Tanto che qualcuno si è chiesto se ancora servono, se hanno ancora un ruolo e un senso i quotidiani.  Arrivano sempre “dopo la notizia”, mettono tutti lo stesso titolo in prima pagina, seguono diligentemente il pensiero unico e il potente di turno, ricalcano in fotocopia le solite sezioni interne: politica interna, esteri, cronaca, economia, sport…. Anche le parole sembrano piene di polvere, perché il linguaggio giornalistico, invece di arricchirsi, si è impoverito.  Il vocabolario dei quotidiani registra e riproduce quello del sottobosco politico e della chiacchiera televisiva, oppure insegue inutilmente la grande nuvola confusa del web.

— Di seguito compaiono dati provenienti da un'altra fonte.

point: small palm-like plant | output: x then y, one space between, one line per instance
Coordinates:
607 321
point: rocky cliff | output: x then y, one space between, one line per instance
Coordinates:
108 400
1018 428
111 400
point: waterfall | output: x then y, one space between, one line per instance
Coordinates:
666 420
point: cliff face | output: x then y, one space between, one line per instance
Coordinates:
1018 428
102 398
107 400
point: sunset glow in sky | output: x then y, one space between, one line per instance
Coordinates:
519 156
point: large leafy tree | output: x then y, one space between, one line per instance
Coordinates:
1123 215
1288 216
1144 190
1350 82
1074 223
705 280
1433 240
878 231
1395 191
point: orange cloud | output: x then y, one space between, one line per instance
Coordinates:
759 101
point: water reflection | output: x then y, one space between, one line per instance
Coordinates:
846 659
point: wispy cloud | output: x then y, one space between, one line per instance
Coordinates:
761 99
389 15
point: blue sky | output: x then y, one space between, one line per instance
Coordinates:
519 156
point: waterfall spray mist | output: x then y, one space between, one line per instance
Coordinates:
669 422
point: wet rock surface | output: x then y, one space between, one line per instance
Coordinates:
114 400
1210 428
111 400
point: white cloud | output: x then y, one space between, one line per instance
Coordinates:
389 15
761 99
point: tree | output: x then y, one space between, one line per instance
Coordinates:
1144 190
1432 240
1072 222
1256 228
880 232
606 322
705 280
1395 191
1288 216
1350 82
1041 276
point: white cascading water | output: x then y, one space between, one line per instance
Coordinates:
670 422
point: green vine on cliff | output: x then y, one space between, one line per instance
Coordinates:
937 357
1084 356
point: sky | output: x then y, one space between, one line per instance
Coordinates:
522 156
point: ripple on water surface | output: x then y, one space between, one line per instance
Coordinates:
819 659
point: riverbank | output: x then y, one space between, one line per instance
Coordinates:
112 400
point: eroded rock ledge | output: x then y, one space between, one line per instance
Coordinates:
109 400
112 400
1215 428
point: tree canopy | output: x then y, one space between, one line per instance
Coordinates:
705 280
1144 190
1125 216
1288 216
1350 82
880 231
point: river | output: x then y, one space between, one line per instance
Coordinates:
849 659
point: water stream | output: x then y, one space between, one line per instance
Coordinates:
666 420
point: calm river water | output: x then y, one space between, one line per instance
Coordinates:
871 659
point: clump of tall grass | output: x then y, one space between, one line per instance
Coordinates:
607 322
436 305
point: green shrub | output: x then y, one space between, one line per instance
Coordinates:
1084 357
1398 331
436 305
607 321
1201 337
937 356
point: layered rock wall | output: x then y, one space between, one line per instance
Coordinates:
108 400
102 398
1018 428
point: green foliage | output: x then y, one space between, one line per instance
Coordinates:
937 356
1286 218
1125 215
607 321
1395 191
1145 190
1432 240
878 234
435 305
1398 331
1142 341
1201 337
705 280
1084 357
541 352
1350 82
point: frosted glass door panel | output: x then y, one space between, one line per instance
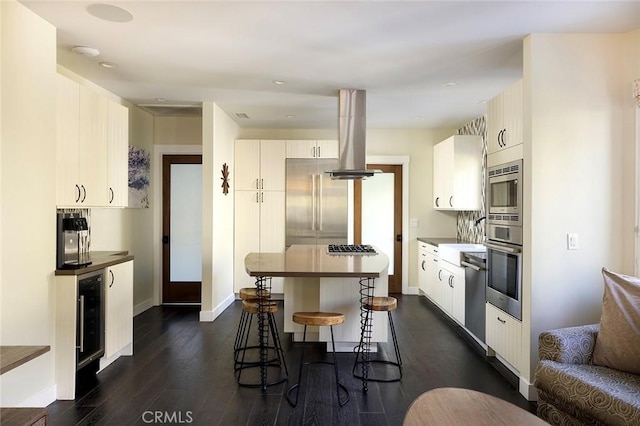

Periscopio propone un nuovo modo di essere giornale, di fare informazione. di accostare Alto e Basso, di rapportarsi al proprio pubblico. Rompe compartimenti stagni delle sezioni tradizionali di quotidiani. Accoglie e dà riconosce uguale dignità a tutti i generi e tutti linguaggi: così in primo piano ci può essere una notizia, un commento, ma anche una poesia o una vignetta.  Abbandona la rincorsa allo scoop, all’intervista esclusiva, alla firma illustre, proponendo quella che abbiamo chiamato “informazione verticale”: entrare cioè nelle  “cose che accadono fuori e dentro di noi”, denunciare Il Vecchio che resiste e raccontare Il Nuovo che germoglia, stare dalla parte dei diritti e denunciare la diseguaglianza che cresce in Italia e nel mondo. .

Con il quotidiano di ieri, così si diceva, oggi ci si incarta il pesce. Non Periscopio, la sua “informazione verticale” non invecchia mai e dal nostro archivio di quasi 50.000 articoli (disponibile gratuitamente) si pescano continuamente contenuti utili per integrare le ultime notizie uscite. Non troverete mai, come succede in quasi tutti i quotidiani on line,  le prime tre righe dell’articolo in chiaro… e una piccola tassa per poter leggere tutto il resto.

Sembra una frase retorica ma non lo è: “Periscopio è un giornale senza padrini e senza padroni”. Siamo orgogliosamente antifascisti, pacifisti, nonviolenti, femministi, ambientalisti. Crediamo nella Sinistra (anche se la Sinistra non crede più a se stessa), ma non apparteniamo a nessuna casa politica, non fiancheggiamo nessun partito e nessun leader. Anzi, diffidiamo dei leader e dei capipopolo, perfino degli eroi. Non ci piacciono i muri, quelli materiali come  quelli immateriali, frutto del pregiudizio e dell’egoismo. Ci piace “il popolo” (quello scritto in Costituzione) e vorremmo cancellare “la nazione”, premessa di ogni guerra e  di ogni violenza.

Periscopio è quindi un giornale popolare, non nazionalpopolare. Un quotidiano “generalista”,  scritto per essere letto da tutti (“quelli che hanno letto milioni di libri o che non sanno nemmeno parlare” F. De Gregori), da tutti quelli che coltivano la curiosità, e non dalle elites, dai circoli degli addetti ai lavori, dagli intellettuali del vuoto e della chiacchiera.